Eden Planted is an exercise in futurology. Eden Planted contemplates 'the fall of man' reversed, the concept of returning to a new paradise in our technological age. (programme note)

William Yong - Director/Choreography
The themes of this work are timely and urgent, touching upon human evolution and how we envision the future....Eden Planted proposes a cautionary view of a re-engineered world, through movement, sound and visual design. The musical score by Anishinaabe dancer/composer Joshua DePerry (DJ Classic Roots) evokes the heartbeat of the land, integrated with techno beats. The work challenges us to consider carefully the legacy we're creating for future generations.


Mimi Beck, Dance Curator
Perhaps one of the most striking moments, among many, occurring during this hour long tour de force of sci-fi proportions, is a triumvirate of couples - two men, two women, one woman and one man - in pas de deux like configurations elegantly hoisting and gesturing, possessing an engaging flair for gender relations that imagines an enigmatic Eden where all kinds of couplings may occur.

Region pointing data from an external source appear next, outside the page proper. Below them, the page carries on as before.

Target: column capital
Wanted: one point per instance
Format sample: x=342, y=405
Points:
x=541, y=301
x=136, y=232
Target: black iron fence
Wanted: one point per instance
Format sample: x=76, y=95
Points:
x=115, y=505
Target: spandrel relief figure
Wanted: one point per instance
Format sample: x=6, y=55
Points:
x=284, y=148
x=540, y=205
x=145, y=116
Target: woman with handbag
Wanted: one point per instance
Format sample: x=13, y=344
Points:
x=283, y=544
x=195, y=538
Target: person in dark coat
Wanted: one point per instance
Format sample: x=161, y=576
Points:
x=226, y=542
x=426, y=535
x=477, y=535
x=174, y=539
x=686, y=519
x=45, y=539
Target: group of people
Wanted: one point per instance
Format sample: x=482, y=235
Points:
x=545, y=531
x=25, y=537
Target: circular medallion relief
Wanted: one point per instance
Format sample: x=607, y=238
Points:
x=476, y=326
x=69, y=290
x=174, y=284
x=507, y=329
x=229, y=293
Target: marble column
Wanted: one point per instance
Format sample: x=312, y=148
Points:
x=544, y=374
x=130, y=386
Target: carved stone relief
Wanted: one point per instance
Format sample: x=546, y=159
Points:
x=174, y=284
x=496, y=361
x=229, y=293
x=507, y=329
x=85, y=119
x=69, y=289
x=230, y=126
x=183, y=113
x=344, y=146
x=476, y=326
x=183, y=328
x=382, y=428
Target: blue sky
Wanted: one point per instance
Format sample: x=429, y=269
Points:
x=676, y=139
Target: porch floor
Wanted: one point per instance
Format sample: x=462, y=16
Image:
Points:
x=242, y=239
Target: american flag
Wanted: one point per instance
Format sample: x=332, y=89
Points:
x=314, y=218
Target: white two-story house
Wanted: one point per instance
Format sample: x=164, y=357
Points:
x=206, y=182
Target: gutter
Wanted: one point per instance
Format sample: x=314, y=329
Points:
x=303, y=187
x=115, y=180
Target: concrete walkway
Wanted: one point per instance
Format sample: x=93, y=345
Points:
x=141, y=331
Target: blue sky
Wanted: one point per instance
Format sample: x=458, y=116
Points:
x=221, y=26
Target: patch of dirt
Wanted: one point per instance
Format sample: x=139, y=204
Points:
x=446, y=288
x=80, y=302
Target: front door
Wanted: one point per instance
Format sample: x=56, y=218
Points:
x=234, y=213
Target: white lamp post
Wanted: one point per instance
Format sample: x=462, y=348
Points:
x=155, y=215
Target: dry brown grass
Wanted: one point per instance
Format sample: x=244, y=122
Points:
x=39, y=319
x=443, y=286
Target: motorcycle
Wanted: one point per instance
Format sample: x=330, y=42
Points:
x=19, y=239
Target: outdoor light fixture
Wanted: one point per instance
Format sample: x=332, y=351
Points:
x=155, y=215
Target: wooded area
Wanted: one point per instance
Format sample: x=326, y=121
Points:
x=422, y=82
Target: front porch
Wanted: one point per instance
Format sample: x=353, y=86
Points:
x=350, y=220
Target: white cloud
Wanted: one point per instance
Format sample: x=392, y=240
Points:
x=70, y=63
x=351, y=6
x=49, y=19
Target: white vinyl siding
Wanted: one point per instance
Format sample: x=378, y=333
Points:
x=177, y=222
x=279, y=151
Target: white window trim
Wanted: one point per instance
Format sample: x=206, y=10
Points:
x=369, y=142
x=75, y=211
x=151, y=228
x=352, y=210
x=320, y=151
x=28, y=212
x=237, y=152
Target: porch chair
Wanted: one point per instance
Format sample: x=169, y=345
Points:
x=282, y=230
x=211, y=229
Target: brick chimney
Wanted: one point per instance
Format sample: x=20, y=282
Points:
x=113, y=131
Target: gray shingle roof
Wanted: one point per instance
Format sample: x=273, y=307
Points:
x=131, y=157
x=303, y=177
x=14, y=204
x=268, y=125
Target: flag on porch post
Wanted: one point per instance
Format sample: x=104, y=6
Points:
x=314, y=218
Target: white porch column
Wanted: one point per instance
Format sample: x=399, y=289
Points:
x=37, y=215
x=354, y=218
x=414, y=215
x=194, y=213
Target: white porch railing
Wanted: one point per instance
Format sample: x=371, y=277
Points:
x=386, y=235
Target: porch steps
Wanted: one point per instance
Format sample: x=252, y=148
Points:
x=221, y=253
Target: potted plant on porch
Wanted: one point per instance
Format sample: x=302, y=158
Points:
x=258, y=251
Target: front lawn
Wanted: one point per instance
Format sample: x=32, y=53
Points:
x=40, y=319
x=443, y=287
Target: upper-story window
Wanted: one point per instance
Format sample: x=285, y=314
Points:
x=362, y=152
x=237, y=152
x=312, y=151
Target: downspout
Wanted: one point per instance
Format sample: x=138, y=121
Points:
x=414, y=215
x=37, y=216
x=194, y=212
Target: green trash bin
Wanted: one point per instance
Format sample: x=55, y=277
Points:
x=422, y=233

But this Eden, in the hands of director/choreographer William Yong is also a beauteous and potentially monstrous place where the past lurks behind each new technologically inclined movement. One scene, replete with high tech stilt-like appendages attached to a taut shirtless male dancer maneuvering through the space presents an eloquent form of measured, athletic awkwardness as he attempts to interact with another dancer - both somewhat unable to completely complete the connection the stilted and the unstilted seem to be attempting - suggesting a new kind of human that may have difficulty becoming fully integrated into the 'future.' But with time, Eden Planted intimates the possibility of integration, growth, and ultimate demise.
Gorgeous projections by Afaq Ahmed Karadia, complemented by intriguingly beautiful costumes by Lisa Mann, give the piece an almost Hunger Games tone - without the high terror - that moves in and out or gauziness, plastic adorned bodies, futuristic appendages, and a lone black tulle figure with a delightfully manipulated bird midway through the evening.

A panoply of language - Spanish, Chinese, Japanese, Portuguese - is spoken by other lone figures, inserting global and faint biblical implications that move through ideas of nurturing gardens to spinning deceptive horizons, tempests about to deploy, and decisions that must be urgently made.

This is no simple Eden. The ensemble of six dancers, through great skill and subtle movement, mixed with a softly emphatic acrobatic sense, roll a sharply bent body around the stage like a mechanical human being puppeteer'ed about - some contorted, wheel-like breathing form staying true to a circular origin. The sheer strength and varied physicality of this moment, and the overall work, never fails to enthral as a timeworn sense of a flawed yet perfect Eden replays itself in a future sci-fi like environment, begging the question, "If I don't have the courage to commit to reimagine creation, who will?" (programme translation from Spanish)

William Yong's re-imagining is gorgeous, meditative, simultaneously haunting, empowering and forewarning as it moves through many possibilities for a future paradisiacal garden framed by high tech prowess that intersects with the evolution of human bodies in perpetual motion.

RUNNING AT HARBOURFRONT CENTRE THEATRE UNTIL FEBRUARY 8TH




1 comment:

  1. Thank you very much for your insightful and beautiful review. We really appreciate your writing for the dance work. Good luck with all your projects. Thanks a lot.